Alibaba Cloud Unveils Qwen3.5-Omni: A Leap in Omni-Modal AI with SOTA Performance and Emergent Audio-Visual Coding

Qwen3.5-Omni, the latest iteration in the Qwen-Omni model family, has been introduced, representing a significant advancement over its predecessors. This new model scales to hundreds of billions of parameters and supports an extensive 256k context length.

Leveraging a vast dataset of heterogeneous text-vision pairs and over 100 million hours of audio-visual content, Qwen3.5-Omni demonstrates robust omni-modality capabilities. Specifically, Qwen3.5-Omni-plus achieves State-of-the-Art (SOTA) results across 215 audio and audio-visual understanding, reasoning, and interaction subtasks and benchmarks. It notably surpasses Gemini-3.1 Pro in key audio tasks and matches its performance in comprehensive audio-visual understanding.

Architecturally, Qwen3.5-Omni employs a Hybrid Attention Mixture-of-Experts (MoE) framework for both its "Thinker" and "Talker" components, which enables efficient long-sequence inference. The model is engineered to facilitate sophisticated interaction, supporting over 10 hours of audio understanding and processing 400 seconds of 720P video at 1 FPS.
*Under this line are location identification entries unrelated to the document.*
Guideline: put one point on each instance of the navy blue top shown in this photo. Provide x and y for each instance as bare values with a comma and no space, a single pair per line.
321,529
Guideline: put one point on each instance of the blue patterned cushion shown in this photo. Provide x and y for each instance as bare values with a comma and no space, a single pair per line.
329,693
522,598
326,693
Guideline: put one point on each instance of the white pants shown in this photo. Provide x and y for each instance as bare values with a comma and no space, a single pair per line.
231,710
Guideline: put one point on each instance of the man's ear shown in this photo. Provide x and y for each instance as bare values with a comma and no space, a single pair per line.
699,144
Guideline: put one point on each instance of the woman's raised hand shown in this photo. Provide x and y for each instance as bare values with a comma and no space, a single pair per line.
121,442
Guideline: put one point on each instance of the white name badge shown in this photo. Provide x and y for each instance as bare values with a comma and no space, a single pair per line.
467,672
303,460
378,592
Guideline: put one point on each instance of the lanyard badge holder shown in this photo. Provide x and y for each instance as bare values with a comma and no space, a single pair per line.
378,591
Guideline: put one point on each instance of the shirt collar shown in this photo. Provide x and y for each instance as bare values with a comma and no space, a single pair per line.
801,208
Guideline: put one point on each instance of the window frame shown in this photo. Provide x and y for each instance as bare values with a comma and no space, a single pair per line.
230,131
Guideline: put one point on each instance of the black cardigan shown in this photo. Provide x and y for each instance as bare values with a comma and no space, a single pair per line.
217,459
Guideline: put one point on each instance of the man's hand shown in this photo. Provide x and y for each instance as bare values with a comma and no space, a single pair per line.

To address the inherent instability and unnaturalness often observed in streaming speech synthesis, which can stem from encoding efficiency discrepancies between text and speech tokenizers, Qwen3.5-Omni introduces ARIA. This innovation dynamically aligns text and speech units, significantly enhancing the stability and prosody of conversational speech with minimal latency impact.

Furthermore, Qwen3.5-Omni expands linguistic capabilities, offering multilingual understanding and speech generation across 10 languages with human-like emotional nuance. The model also exhibits superior audio-visual grounding, capable of generating script-level structured captions with precise temporal synchronization and automated scene segmentation.

Remarkably, the development of Qwen3.5-Omni has revealed an emergent capability in omnimodal models: the ability to directly perform coding based on audio-visual instructions. This groundbreaking feature has been termed "Audio-Visual Vibe Coding," hinting at new paradigms for human-AI interaction and development.